НАВЯЗЧИВАЯ ЩЕДРОСТЬ. Мало быть богатым,
надо еще оставаться в форме, это новый критерий отбора, ничуть не менее суровый, чем деньги.
из книги - Брюкнер Паскаль. Вечная эйфория: Эссе о принудительном счастье
История освобождения нравов - причудлива я штука; мы знаем наизусть все
ее перипетии, но повторяем их снова и снова, упиваясь горечью
очередного обратного витка. На протяжении многих веков тело всячески
принижалось и попиралось религией, так что стало в западной цивилизации
символом испорченности. Теперь же, когда плоть реабилитирована,
происходит нечто странное: вместо того чтобы безнаказанно предаваться
удовольствию, люди испортили его пересаженными извне внутрь запретами.
Удовольствие, отравленное тревогой, само себя судит и само себя карает,
причем не за то, что нарушает заповеди или оскорбляет целомудрие, а за
ущербность, ибо оно никогда не достигает полноты и совершенства.
Счастье и нравственность, прежде непримиримо враждовавшие, ныне слились
воедино: безнравственно не быть счастливым, Суперэго проникло в
крепость Удовольствия и подчинило его своей жесткой власти. Чувство
вины заменили бесконечные терзания. Сладострастию теперь никто не
мешает, но оно обросло проблемами. Вместо обуздания желаний эталоном
стало их полное насыщение, но необходимость соответствовать эталону
сама по себе служит уздой (Эта логика уже была исследована в книге:
Pascal Bruckner et Alain Finkielkraut. Le Nouveau Desordre amoureux.

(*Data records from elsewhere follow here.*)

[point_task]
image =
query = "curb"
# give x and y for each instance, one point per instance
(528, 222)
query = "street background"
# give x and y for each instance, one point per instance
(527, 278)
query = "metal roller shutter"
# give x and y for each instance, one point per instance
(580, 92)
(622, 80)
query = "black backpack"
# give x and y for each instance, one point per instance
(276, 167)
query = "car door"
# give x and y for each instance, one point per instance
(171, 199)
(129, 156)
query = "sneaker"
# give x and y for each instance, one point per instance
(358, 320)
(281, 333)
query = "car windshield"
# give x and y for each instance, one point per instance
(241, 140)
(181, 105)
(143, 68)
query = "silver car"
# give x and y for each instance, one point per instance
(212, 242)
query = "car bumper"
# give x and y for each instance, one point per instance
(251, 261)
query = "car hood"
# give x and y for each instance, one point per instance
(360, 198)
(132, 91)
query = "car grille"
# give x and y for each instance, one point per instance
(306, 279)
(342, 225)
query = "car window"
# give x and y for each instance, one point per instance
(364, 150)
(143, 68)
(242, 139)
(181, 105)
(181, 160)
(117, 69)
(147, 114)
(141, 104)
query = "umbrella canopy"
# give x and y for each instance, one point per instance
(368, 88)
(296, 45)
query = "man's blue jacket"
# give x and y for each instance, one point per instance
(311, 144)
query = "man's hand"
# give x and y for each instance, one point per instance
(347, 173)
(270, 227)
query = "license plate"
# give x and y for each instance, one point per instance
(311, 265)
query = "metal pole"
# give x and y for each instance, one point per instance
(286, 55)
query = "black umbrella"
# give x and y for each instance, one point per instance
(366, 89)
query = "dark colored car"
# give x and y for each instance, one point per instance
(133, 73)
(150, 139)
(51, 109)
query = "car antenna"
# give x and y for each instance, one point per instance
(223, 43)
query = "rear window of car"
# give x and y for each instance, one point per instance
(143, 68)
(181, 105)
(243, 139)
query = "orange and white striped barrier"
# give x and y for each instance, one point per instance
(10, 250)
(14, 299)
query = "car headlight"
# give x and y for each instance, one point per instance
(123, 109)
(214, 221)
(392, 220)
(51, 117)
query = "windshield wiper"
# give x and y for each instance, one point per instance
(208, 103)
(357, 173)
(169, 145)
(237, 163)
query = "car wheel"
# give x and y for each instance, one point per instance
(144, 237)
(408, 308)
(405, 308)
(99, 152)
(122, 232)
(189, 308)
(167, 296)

Paris: Seuil. 1977; ту же тему развивает Жан-Клод Гийбо - см.:
Jean-Claude Gillebaud. La Tyrannie du plaisir. Paris: Seuil. 1998), где
ставится вопрос о месте запрета в современном обществе. . Каждый из нас
отвечает за свой тонус и хорошее настроение, от нас требуется ни в чем
себе не отказывать и активно, без устали улучшать свою жизнь.
Общепринятая норма ничего не запрещает и не отнимает, а с материнской
заботливостью щедро поощряет наши аппетиты.
Но такая щедрость не имеет ничего общего со свободой. Она настолько
навязчива, что доводит нас до изнеможения, а потом сама же старается
нас от него избавить. Цифры и образцы, которыми она нас засыпает,
порождают новый тип предосудительного дезертирства, которое выражается
не в лени и сибаритстве, а в меланхолии, унынии, депрессии. Счастье
перестало быть внезапно выпадающей на нашу долю удачей, яркой вспышкой
на фоне серых будней, и превратилось в нечто постоянное и насущное. Как
только желанное становится возможным, оно тут же причисляется к разряду
необходимого. То, что вчера казалось редкой роскошью, сегодня с
невероятной быстротой превращается в обыденность. Повседневная жизнь
похожа на безостановочно вращающийся турникет, выбраковывающий тех, кто
не успел или кого зашибло.
Не только состоянием и властью определяется сегодня положение в
обществе, но и внешним видом; мало быть богатым, надо еще оставаться в
форме, это новый критерий отбора, ничуть не менее суровый, чем деньги.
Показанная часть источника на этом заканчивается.